魏金宇和麻师爷俩人,一路抢一路抓,没两天就裹挟了两千户,差不多上万号人。
这时候魏金宇才发觉,裹挟百姓比带正规军还费劲。
这些老百姓压根不懂什么叫军纪,到处乱窜,命令传下去根本没人听。
魏金宇气得砍了几个不听话的,结果剩下的人照样该干嘛干嘛,管都管不住。
更麻烦的是,老弱妇孺虽然单独编了一营,可谁家男人是谁、谁家老人孩子都搅和在一起,想罚都找不到人。
魏金宇没办法,只好勉强派了一百多骑兵去当什长、伯长,旗子插得密密麻麻,看着阵势挺唬人。
实际上乱成一锅粥,他只留了五十骑当贴身护卫,另外五十骑派到大军两边巡逻,碰上不听命令的、想跑路的、偷懒耍滑的,当场砍了拉倒。
这帮人好不容易出了房山县,走到卢沟桥附近,就开始吹牛,号称“舜王麾下北征大将军‘小尉迟’,带十万精兵来打大遂京师!”
消息像雪片一样飞进京城乾清宫。
大遂皇帝跟内阁大臣、六部尚书全紧张起来。
皇帝二年后金入关那档子事还历历在目,现在流寇又打到京师边上了,朝野上下都慌了神。
还好兵部尚书张凤翼老成稳重,站出来说道:“流寇到处乱窜,就跟鱼一样;官兵在后面追,好比鱼钩。

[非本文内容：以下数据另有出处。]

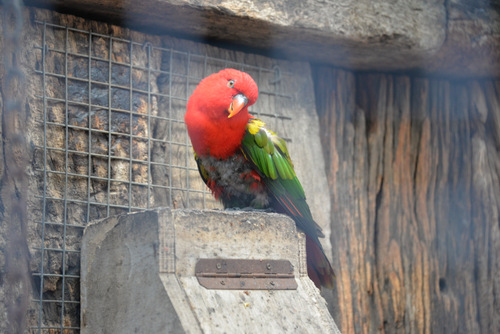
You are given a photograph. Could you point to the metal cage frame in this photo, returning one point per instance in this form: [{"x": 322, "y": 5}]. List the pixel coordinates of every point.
[{"x": 45, "y": 148}]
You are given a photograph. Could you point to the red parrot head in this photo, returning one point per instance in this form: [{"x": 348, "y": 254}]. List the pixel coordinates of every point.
[{"x": 217, "y": 112}]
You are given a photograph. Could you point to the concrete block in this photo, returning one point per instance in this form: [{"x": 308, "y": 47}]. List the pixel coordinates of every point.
[{"x": 138, "y": 275}]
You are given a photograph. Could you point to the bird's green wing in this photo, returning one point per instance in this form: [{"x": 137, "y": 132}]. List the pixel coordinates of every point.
[{"x": 269, "y": 154}]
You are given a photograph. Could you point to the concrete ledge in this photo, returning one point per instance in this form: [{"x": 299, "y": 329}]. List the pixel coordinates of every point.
[{"x": 138, "y": 275}]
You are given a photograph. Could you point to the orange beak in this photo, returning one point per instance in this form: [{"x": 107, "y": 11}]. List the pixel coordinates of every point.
[{"x": 238, "y": 103}]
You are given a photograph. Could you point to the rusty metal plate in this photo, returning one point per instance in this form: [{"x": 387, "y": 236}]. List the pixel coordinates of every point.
[{"x": 242, "y": 274}]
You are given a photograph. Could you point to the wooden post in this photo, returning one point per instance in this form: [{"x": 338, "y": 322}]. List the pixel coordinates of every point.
[{"x": 413, "y": 167}]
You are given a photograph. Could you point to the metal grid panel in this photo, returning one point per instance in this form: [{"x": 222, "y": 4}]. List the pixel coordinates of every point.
[{"x": 114, "y": 141}]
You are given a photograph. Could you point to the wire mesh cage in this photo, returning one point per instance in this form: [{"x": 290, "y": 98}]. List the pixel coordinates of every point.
[{"x": 113, "y": 141}]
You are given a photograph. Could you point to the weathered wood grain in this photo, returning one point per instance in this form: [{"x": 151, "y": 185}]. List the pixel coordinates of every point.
[{"x": 413, "y": 169}]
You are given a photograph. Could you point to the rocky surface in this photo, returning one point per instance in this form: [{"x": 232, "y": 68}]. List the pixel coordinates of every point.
[{"x": 459, "y": 37}]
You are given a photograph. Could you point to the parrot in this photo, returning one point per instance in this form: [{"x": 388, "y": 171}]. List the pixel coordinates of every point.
[{"x": 246, "y": 165}]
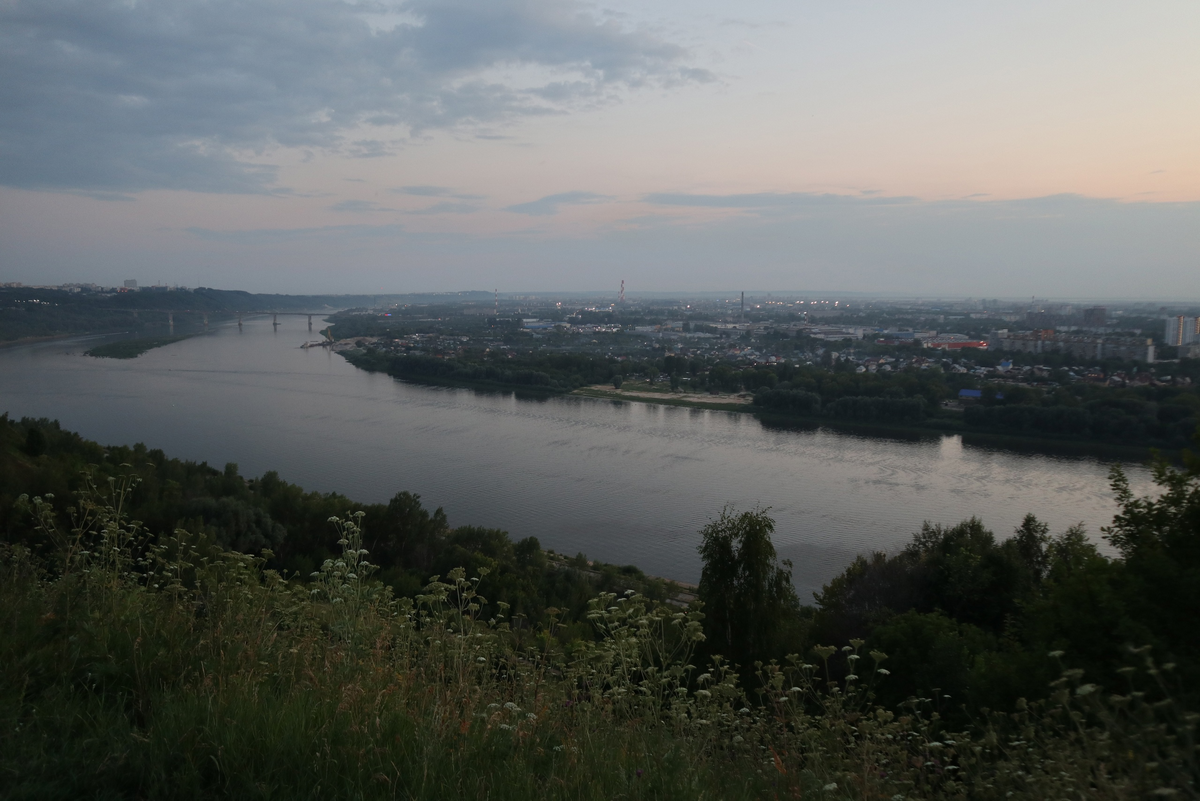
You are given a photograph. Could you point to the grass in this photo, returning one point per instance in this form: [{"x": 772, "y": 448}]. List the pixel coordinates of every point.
[
  {"x": 131, "y": 348},
  {"x": 139, "y": 666}
]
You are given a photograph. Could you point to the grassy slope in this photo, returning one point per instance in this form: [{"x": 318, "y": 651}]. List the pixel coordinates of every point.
[{"x": 157, "y": 667}]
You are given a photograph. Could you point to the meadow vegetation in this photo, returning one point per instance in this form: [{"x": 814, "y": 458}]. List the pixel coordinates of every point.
[{"x": 175, "y": 631}]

鱼钩再多,也没法把鱼全捞干净,偶尔漏掉两三条,难免惊动皇上。”
“我看哪,这股流寇既然窜到京畿,应该只是小股人马。
他们也就是裹挟老百姓造造声势,只要调一支部队去挡一下,就能摸清底细。
京城这边赶紧布置防守,官兵赢了就是虚惊一场;要是输了,也不至于手忙脚乱。”
皇帝听了心里踏实不少,但还是有点不放心。
温体仁瞅准机会,就上奏说道:“张尚书这办法虽好,可不够周全。
陛下人在京城,万金之躯,哪能轻易冒险?应该下旨调各地兵马勤王才对!”
周延儒马上反驳:“流寇到处流窜,关键在一个快字。
要真像张尚书说的,不过虚惊一场,咱们大张旗鼓调兵,不得让人笑掉大牙?要是贼寇真的人多势众,天下兵马都隔得远,远水也解不了近渴啊!”
“贼寇人少,顶多让人笑话笑话;要是贼寇势大,那国家中枢、大遂天子不就危险了?天子的安危跟别人的笑话,哪个要紧?”温体仁立刻顶了回去。